II. OK, what about a flat tax?
Assuming the best scenario to allow for such a scheme, the basic problem politicians will not be able to get over is voter blocks.
1. Lower income voters will have their taxes rise under all flat tax proposals.
2. Many lower income people are retired and vote in large numbers. Those numbers are increasing.
3. Middle class working people will see the $ needed for retirement increase, thus extending their working years to be able to afford retirement. Since their taxes will have also gone up, the amount they can afford to put in 401(k) or IRA will go down, also extending their needed working years to fund their nest eggs. Then we get into a situation of lost opportunities for younger workers due to saturation of employees, which also drives down worker pay.

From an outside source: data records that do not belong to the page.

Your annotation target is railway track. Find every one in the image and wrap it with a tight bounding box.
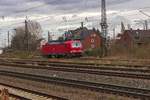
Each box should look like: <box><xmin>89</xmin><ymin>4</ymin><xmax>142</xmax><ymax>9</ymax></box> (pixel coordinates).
<box><xmin>0</xmin><ymin>70</ymin><xmax>149</xmax><ymax>99</ymax></box>
<box><xmin>0</xmin><ymin>58</ymin><xmax>150</xmax><ymax>68</ymax></box>
<box><xmin>80</xmin><ymin>57</ymin><xmax>150</xmax><ymax>62</ymax></box>
<box><xmin>28</xmin><ymin>61</ymin><xmax>150</xmax><ymax>73</ymax></box>
<box><xmin>1</xmin><ymin>58</ymin><xmax>150</xmax><ymax>72</ymax></box>
<box><xmin>0</xmin><ymin>81</ymin><xmax>68</xmax><ymax>100</ymax></box>
<box><xmin>0</xmin><ymin>60</ymin><xmax>150</xmax><ymax>80</ymax></box>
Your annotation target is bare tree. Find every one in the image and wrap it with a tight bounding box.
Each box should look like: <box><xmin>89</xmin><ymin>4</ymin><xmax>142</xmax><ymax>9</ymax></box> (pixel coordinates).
<box><xmin>11</xmin><ymin>20</ymin><xmax>43</xmax><ymax>51</ymax></box>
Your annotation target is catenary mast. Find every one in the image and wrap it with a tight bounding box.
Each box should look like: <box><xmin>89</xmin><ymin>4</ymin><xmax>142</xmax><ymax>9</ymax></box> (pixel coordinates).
<box><xmin>100</xmin><ymin>0</ymin><xmax>108</xmax><ymax>56</ymax></box>
<box><xmin>101</xmin><ymin>0</ymin><xmax>108</xmax><ymax>38</ymax></box>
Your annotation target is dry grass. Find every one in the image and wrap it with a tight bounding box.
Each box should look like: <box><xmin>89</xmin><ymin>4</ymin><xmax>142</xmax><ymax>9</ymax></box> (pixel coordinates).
<box><xmin>109</xmin><ymin>43</ymin><xmax>150</xmax><ymax>59</ymax></box>
<box><xmin>1</xmin><ymin>50</ymin><xmax>42</xmax><ymax>59</ymax></box>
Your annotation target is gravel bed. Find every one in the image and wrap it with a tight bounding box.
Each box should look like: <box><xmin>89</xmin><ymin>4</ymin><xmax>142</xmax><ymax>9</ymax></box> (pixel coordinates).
<box><xmin>0</xmin><ymin>75</ymin><xmax>137</xmax><ymax>100</ymax></box>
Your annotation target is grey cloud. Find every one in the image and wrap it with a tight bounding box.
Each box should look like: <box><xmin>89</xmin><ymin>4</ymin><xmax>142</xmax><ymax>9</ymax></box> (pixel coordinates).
<box><xmin>0</xmin><ymin>0</ymin><xmax>134</xmax><ymax>16</ymax></box>
<box><xmin>107</xmin><ymin>0</ymin><xmax>133</xmax><ymax>6</ymax></box>
<box><xmin>0</xmin><ymin>0</ymin><xmax>27</xmax><ymax>6</ymax></box>
<box><xmin>0</xmin><ymin>0</ymin><xmax>150</xmax><ymax>21</ymax></box>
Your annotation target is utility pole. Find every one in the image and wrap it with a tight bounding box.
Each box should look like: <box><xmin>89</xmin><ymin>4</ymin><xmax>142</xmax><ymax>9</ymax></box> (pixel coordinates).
<box><xmin>100</xmin><ymin>0</ymin><xmax>108</xmax><ymax>56</ymax></box>
<box><xmin>48</xmin><ymin>31</ymin><xmax>51</xmax><ymax>42</ymax></box>
<box><xmin>81</xmin><ymin>22</ymin><xmax>84</xmax><ymax>29</ymax></box>
<box><xmin>121</xmin><ymin>22</ymin><xmax>125</xmax><ymax>33</ymax></box>
<box><xmin>144</xmin><ymin>20</ymin><xmax>148</xmax><ymax>30</ymax></box>
<box><xmin>127</xmin><ymin>24</ymin><xmax>131</xmax><ymax>30</ymax></box>
<box><xmin>113</xmin><ymin>28</ymin><xmax>115</xmax><ymax>40</ymax></box>
<box><xmin>7</xmin><ymin>31</ymin><xmax>10</xmax><ymax>48</ymax></box>
<box><xmin>25</xmin><ymin>19</ymin><xmax>29</xmax><ymax>51</ymax></box>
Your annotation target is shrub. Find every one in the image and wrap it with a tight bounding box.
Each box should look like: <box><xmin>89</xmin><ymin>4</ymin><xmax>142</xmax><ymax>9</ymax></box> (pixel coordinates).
<box><xmin>2</xmin><ymin>50</ymin><xmax>41</xmax><ymax>59</ymax></box>
<box><xmin>110</xmin><ymin>43</ymin><xmax>150</xmax><ymax>59</ymax></box>
<box><xmin>84</xmin><ymin>48</ymin><xmax>103</xmax><ymax>57</ymax></box>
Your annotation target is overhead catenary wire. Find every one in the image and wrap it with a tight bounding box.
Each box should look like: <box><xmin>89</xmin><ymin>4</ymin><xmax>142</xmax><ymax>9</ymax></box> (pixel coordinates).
<box><xmin>1</xmin><ymin>1</ymin><xmax>150</xmax><ymax>31</ymax></box>
<box><xmin>139</xmin><ymin>10</ymin><xmax>150</xmax><ymax>18</ymax></box>
<box><xmin>4</xmin><ymin>1</ymin><xmax>51</xmax><ymax>17</ymax></box>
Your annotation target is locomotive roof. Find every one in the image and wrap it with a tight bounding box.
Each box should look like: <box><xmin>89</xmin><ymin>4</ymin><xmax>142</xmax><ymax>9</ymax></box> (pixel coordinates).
<box><xmin>48</xmin><ymin>40</ymin><xmax>65</xmax><ymax>44</ymax></box>
<box><xmin>48</xmin><ymin>39</ymin><xmax>80</xmax><ymax>44</ymax></box>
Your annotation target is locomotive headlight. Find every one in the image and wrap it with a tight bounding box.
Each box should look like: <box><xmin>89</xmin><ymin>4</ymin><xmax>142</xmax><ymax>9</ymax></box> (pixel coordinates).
<box><xmin>70</xmin><ymin>50</ymin><xmax>76</xmax><ymax>53</ymax></box>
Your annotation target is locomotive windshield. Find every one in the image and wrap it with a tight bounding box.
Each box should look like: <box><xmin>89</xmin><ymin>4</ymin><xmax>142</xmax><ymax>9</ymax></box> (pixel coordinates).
<box><xmin>72</xmin><ymin>42</ymin><xmax>82</xmax><ymax>48</ymax></box>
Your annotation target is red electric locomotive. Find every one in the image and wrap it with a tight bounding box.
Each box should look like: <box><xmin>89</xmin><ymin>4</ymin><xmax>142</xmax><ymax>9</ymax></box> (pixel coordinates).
<box><xmin>41</xmin><ymin>40</ymin><xmax>83</xmax><ymax>57</ymax></box>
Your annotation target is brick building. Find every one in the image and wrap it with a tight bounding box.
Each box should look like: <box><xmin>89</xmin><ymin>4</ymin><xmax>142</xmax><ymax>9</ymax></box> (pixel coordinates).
<box><xmin>116</xmin><ymin>29</ymin><xmax>150</xmax><ymax>47</ymax></box>
<box><xmin>65</xmin><ymin>27</ymin><xmax>102</xmax><ymax>51</ymax></box>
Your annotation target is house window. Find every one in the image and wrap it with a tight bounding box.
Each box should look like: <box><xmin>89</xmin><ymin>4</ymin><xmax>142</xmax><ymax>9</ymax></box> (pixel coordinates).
<box><xmin>135</xmin><ymin>31</ymin><xmax>140</xmax><ymax>39</ymax></box>
<box><xmin>93</xmin><ymin>34</ymin><xmax>96</xmax><ymax>37</ymax></box>
<box><xmin>91</xmin><ymin>39</ymin><xmax>94</xmax><ymax>43</ymax></box>
<box><xmin>91</xmin><ymin>34</ymin><xmax>96</xmax><ymax>37</ymax></box>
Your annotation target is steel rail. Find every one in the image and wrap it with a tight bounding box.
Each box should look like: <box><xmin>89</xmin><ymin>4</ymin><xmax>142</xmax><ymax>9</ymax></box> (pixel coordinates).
<box><xmin>0</xmin><ymin>70</ymin><xmax>149</xmax><ymax>99</ymax></box>
<box><xmin>36</xmin><ymin>62</ymin><xmax>150</xmax><ymax>73</ymax></box>
<box><xmin>0</xmin><ymin>59</ymin><xmax>150</xmax><ymax>73</ymax></box>
<box><xmin>1</xmin><ymin>58</ymin><xmax>150</xmax><ymax>68</ymax></box>
<box><xmin>80</xmin><ymin>57</ymin><xmax>150</xmax><ymax>62</ymax></box>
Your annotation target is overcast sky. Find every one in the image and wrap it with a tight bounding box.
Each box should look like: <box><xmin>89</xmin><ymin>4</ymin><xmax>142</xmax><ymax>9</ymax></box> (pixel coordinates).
<box><xmin>0</xmin><ymin>0</ymin><xmax>150</xmax><ymax>47</ymax></box>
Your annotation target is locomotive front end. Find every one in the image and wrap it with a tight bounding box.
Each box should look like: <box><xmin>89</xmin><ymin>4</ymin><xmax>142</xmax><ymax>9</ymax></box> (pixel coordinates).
<box><xmin>70</xmin><ymin>40</ymin><xmax>83</xmax><ymax>56</ymax></box>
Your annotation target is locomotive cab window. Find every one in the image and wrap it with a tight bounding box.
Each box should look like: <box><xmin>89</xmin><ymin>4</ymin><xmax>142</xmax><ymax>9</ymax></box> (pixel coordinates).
<box><xmin>72</xmin><ymin>42</ymin><xmax>81</xmax><ymax>48</ymax></box>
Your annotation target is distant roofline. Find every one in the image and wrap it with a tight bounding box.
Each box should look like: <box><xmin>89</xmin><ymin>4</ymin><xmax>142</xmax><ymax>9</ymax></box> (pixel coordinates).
<box><xmin>124</xmin><ymin>29</ymin><xmax>150</xmax><ymax>31</ymax></box>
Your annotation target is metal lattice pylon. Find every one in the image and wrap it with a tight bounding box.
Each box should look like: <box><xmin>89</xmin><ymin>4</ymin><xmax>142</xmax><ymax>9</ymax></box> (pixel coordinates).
<box><xmin>101</xmin><ymin>0</ymin><xmax>108</xmax><ymax>38</ymax></box>
<box><xmin>100</xmin><ymin>0</ymin><xmax>108</xmax><ymax>56</ymax></box>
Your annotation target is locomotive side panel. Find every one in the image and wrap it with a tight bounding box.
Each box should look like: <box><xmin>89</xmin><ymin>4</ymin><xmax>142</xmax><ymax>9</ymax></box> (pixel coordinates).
<box><xmin>41</xmin><ymin>40</ymin><xmax>83</xmax><ymax>57</ymax></box>
<box><xmin>41</xmin><ymin>43</ymin><xmax>68</xmax><ymax>55</ymax></box>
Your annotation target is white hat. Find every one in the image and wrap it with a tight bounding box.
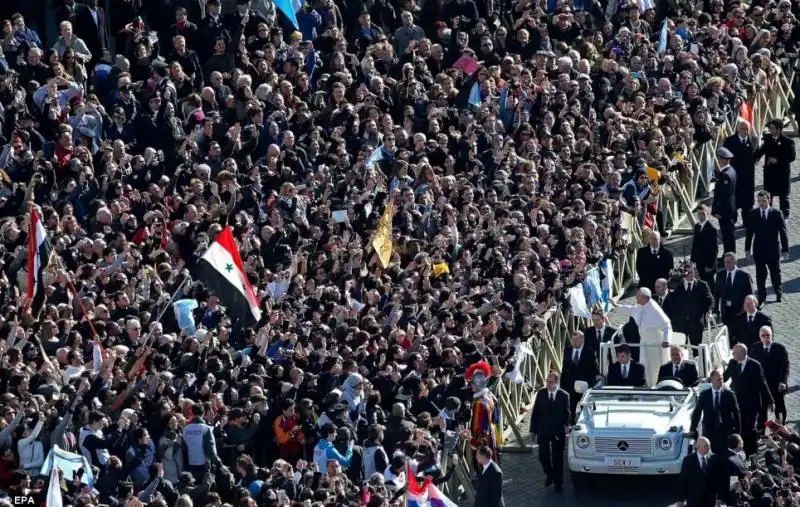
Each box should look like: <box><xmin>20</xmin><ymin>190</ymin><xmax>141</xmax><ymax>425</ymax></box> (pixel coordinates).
<box><xmin>638</xmin><ymin>287</ymin><xmax>652</xmax><ymax>298</ymax></box>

4. If corporate effective rates go up, there will be 2 choices.
a. reduce income & thus valuation of stockholders (401k) and dividends
[interestingly this is a scenario under the "fiscal cliff" that could trash the stock market]
b. pass along costs to consumers who will already have less spending $ due to higher tax rates.
All this depends on what the rate would be. Obviously we would all rejoice at a 8% rate but suffer under a 30% rate.
III. What would the rate need to be to fund govt operations, entitlements, & discretionary spending?
1. For simplicity, let's assume that every dollar of the GDP was taxable. That would amount to a flat tax rate of 40.6% for FY 2012 unless we kept borrowing.
2. No one currently pays this rate. In the past there were higher marginal rates, but the effective rates were nothing like the 91% that Krugmanites advocate.
IV. What happens if we imposed a flat tax rate necessary to fund the govt?
1. Humans do not operate in vacuums. That is the real study of economics that many economists ignore. When you taxes triple instantly, you will find ways to operate outside the taxed economy. This leads to black markets in which courts can't be used to defend you rights and crime increases (prohibition).
2. Under vastly higher rates, you have less $. economic activity slows and you risk a major depression.
3. To thwart this, govts like to monetize the debt or engage in "quantitative easing", making your $ [buying power] worth less. In this scenario, the 1st one to the $ has lots of buying power [banks]. You are further down the line and have much less as the market understands the $ supply is diluted by this point and prices rise.
V. The real issue
The fundamental question isn't what the tax rate should be, but wy do we have a govt & what should it do?
Currently the answer is to do all the things people want it to do so they don't have to. Our govt is essentially a giant insurance program for those who make poor decisions from building houses in hurricane areas to having too many children or providing us retirement security.
As long as that continues to be the role we want govt to play, it will need to balance its own desire to remain in power against the amount of responsibility it can avoid in order to do so.